I warily purchased a few items to ease my growling stomach: some lightly spiced chicken on sticks and something tasting pleasantly of sweet coconut satisfied my immediate hunger and it was all washed down with a fresh helping of mango juice. But now I had to turn my hand to other matters, more serious. For the time had come to learn of the White Tigers and their hiding place in the hills which would lead me to my ultimate quarry: Buchanan.
Thinking that there would undoubtedly be some kind of support for the Tigers amongst Chiang Mai’s somewhat disenfranchised population, I had decided to seek out this support in the most likely of breeding grounds: the seediest and lowliest bar I could find. This presented itself, after much searching, in the form of ‘Teepee’s’, a particularly shady hangout that seemed to house the city’s entire stock of oversized musclemen. As I was not on the best terms with Time at the current juncture, I reluctantly decided to abandon subtlety in favour of a somewhat more direct approach.
Noting the suspicious eyes on my back, I marched boldly up to the bar and after knocking back a couple of quick shots of some fiery concoction, I plunged headlong into my inquiries after the White Tigers. Although the barman understood little of my English, the words ‘White Tigers’ instantly struck a chord with the fellow and with some satisfaction I saw him glance towards a small booth at the back of the room. He cursed himself instantly when he realized he had betrayed the Tigers’ confidence, but I laid a large note on the bar which may or may not have gone some way towards the alleviation of his distress.

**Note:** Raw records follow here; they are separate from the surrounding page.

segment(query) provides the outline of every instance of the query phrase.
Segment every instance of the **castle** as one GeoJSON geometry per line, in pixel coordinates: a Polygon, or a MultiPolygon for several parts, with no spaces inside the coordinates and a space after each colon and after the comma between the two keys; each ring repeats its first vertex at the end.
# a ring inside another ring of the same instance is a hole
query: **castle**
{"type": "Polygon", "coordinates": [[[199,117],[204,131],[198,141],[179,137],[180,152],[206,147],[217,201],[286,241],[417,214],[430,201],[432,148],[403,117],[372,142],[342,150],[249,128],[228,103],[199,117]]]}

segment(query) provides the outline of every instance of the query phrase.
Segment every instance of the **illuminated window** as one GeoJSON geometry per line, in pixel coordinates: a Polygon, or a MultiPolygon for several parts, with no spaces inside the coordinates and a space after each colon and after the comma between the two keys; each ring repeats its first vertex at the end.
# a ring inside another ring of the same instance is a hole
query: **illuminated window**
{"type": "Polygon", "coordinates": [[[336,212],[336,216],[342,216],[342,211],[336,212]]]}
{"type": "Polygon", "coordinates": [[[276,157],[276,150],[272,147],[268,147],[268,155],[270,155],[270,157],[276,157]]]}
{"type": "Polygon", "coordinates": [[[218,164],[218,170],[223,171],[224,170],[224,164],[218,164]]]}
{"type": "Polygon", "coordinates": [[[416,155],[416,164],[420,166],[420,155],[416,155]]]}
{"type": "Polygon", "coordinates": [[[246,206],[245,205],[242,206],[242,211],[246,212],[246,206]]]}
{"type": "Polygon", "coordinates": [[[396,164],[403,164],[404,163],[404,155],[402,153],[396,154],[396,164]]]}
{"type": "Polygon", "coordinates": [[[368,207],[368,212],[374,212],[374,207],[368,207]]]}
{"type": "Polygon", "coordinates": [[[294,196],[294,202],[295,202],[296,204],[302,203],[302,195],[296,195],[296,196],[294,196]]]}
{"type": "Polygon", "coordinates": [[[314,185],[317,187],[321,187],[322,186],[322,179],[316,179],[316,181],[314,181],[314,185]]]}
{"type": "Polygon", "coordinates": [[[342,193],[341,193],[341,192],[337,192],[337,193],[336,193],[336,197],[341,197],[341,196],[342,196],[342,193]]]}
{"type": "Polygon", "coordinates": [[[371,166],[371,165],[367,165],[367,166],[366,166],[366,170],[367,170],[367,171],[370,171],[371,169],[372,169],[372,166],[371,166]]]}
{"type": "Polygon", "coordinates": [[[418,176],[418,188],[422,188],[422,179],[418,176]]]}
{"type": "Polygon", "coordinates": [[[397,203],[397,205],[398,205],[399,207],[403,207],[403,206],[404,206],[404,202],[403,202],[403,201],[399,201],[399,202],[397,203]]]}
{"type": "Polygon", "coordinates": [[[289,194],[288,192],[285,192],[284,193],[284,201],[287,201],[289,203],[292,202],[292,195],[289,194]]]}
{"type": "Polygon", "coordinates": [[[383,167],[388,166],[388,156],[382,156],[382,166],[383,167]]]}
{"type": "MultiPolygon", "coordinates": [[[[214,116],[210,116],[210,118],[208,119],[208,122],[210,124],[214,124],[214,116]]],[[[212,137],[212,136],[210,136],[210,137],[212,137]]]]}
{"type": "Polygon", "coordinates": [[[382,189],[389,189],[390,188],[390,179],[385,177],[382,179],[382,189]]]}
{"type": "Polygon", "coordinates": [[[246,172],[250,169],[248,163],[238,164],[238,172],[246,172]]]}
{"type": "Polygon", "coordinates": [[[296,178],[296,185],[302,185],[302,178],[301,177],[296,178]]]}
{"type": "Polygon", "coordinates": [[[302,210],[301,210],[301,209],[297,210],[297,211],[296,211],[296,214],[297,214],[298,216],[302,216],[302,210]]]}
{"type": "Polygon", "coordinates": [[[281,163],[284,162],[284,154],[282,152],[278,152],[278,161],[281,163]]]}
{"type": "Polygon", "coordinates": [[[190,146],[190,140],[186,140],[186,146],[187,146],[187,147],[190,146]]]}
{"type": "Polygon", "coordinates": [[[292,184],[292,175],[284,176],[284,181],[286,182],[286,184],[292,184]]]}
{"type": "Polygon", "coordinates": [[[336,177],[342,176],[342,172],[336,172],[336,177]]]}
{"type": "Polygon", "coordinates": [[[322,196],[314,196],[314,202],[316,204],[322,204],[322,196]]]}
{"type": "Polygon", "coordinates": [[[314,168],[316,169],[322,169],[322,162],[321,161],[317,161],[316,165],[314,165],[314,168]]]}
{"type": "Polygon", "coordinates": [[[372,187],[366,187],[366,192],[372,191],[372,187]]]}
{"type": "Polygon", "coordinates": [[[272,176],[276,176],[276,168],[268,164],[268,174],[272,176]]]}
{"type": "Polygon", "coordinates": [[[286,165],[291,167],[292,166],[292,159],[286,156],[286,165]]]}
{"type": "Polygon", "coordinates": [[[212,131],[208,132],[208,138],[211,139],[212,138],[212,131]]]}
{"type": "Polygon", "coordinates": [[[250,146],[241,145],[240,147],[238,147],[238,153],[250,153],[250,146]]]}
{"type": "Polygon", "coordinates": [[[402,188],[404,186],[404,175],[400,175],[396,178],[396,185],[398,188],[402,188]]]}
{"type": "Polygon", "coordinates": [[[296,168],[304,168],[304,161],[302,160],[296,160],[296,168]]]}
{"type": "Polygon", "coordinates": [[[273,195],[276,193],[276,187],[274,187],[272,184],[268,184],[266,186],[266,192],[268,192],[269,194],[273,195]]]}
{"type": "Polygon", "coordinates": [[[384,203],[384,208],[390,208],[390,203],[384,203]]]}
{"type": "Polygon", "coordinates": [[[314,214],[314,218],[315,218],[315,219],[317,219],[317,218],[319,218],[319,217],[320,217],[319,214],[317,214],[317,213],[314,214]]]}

I picked up my glass and swaggered confidently towards the booth, ignoring the scores of unfriendly eyes, counting my every step. Through the smoke-filled haze, I was able to make out three heavily-tattooed men, lounging casually on some cushions, enjoying a cigar and a joke. They stopped instantly in their actions as soon as they became aware of my presence and after a second or two of mutual sizing up, their obvious leader made an expansive gesture of welcome, inviting me to join them.
I lowered myself to their level, discreetly allowing them a glimpse of the Remington tucked away into its holster, just to make sure they knew what sort of man they were dealing with.
One of the heavies reached across and poured me a shot of Mekong whisky. Seeing this as a test, I downed it in one without difficulty or even a grimace. I was used to far harder stuff than this. From the looks on their faces, this broke a lot of ice and the conversation turned to face the direction I desired: the White Tigers.
The leader, whose name I ascertained was ‘Ae’, was an enthusiastic individual, high on life and probably something else as well, and his train of thought did not run on smooth or straight rails. Ae was not involved in the Tigers himself but he knew well the hills where they were hiding and knew the tribes they were planning to convert, having been born there himself.
When I mentioned Buchanan, Ae’s perpetual grin vanished. Obviously their paths had met, but I could tell when not to push the point and I trusted that finding the Tigers would be enough. When I found them, Buchanan would not be far away.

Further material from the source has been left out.